Deep learning for effective Android malware detection using API call graph embeddings


Pektas A., ACARMAN T.

SOFT COMPUTING, cilt.24, sa.2, ss.1027-1043, 2020 (SCI-Expanded) identifier identifier

  • Yayın Türü: Makale / Tam Makale
  • Cilt numarası: 24 Sayı: 2
  • Basım Tarihi: 2020
  • Doi Numarası: 10.1007/s00500-019-03940-5
  • Dergi Adı: SOFT COMPUTING
  • Derginin Tarandığı İndeksler: Science Citation Index Expanded (SCI-EXPANDED), Scopus, Academic Search Premier, Applied Science & Technology Source, Compendex, Computer & Applied Sciences, INSPEC, zbMATH
  • Sayfa Sayıları: ss.1027-1043
  • Anahtar Kelimeler: Android malware, Deep learning, Graph embedding, Hyper-parameter tuning, API call graph
  • Galatasaray Üniversitesi Adresli: Evet

Özet

High penetration of Android applications along with their malicious variants requires efficient and effective malware detection methods to build mobile platform security. API call sequence derived from API call graph structure can be used to model application behavior accurately. Behaviors are extracted by following the API call graph, its branching, and order of calls. But identification of similarities in graphs and graph matching algorithms for classification is slow, complicated to be adopted to a new domain, and their results may be inaccurate. In this study, the authors use the API call graph as a graph representation of all possible execution paths that a malware can track during its runtime. The embedding of API call graphs transformed into a low dimension numeric vector feature set is introduced to the deep neural network. Then, similarity detection for each binary function is trained and tested effectively.
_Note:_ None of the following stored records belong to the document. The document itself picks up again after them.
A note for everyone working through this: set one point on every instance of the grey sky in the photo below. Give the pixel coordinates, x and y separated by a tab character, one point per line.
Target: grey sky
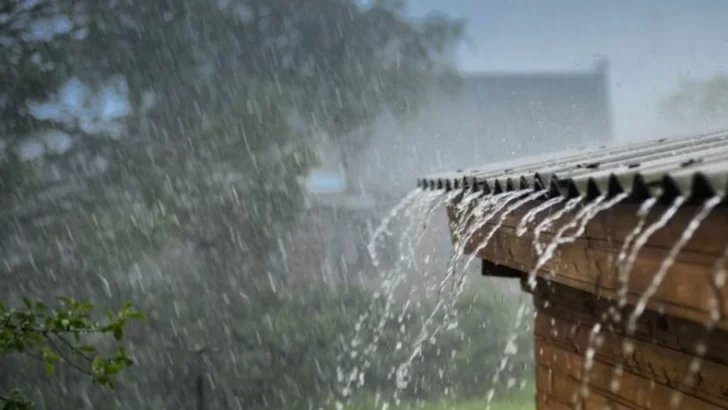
650	44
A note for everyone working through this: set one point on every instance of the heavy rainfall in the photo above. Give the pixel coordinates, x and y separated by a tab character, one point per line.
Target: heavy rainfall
213	204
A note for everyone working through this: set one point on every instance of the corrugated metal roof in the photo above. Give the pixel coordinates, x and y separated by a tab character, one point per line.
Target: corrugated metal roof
696	167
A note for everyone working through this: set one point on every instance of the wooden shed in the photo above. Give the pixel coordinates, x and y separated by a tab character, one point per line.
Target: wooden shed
624	252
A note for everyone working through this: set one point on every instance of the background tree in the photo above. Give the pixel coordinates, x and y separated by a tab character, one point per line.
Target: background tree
135	127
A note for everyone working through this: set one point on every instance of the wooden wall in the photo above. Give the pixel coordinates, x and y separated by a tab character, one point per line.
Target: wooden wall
589	262
664	348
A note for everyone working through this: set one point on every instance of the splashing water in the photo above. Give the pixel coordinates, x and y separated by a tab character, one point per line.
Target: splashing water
717	306
622	273
509	351
411	208
639	243
645	236
659	278
595	341
384	225
549	221
530	198
667	263
522	227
This study is also focused on maximizing the performance of the network by evaluating different embedding algorithms and tuning various network configuration parameters to assure the best combination of the hyper-parameters and to reach at the highest statistical metric value. Experimental results show that the presented malware classification is reached at 98.86% level in accuracy, 98.65% in F-measure, 98.47% in recall and 98.84% in precision, respectively.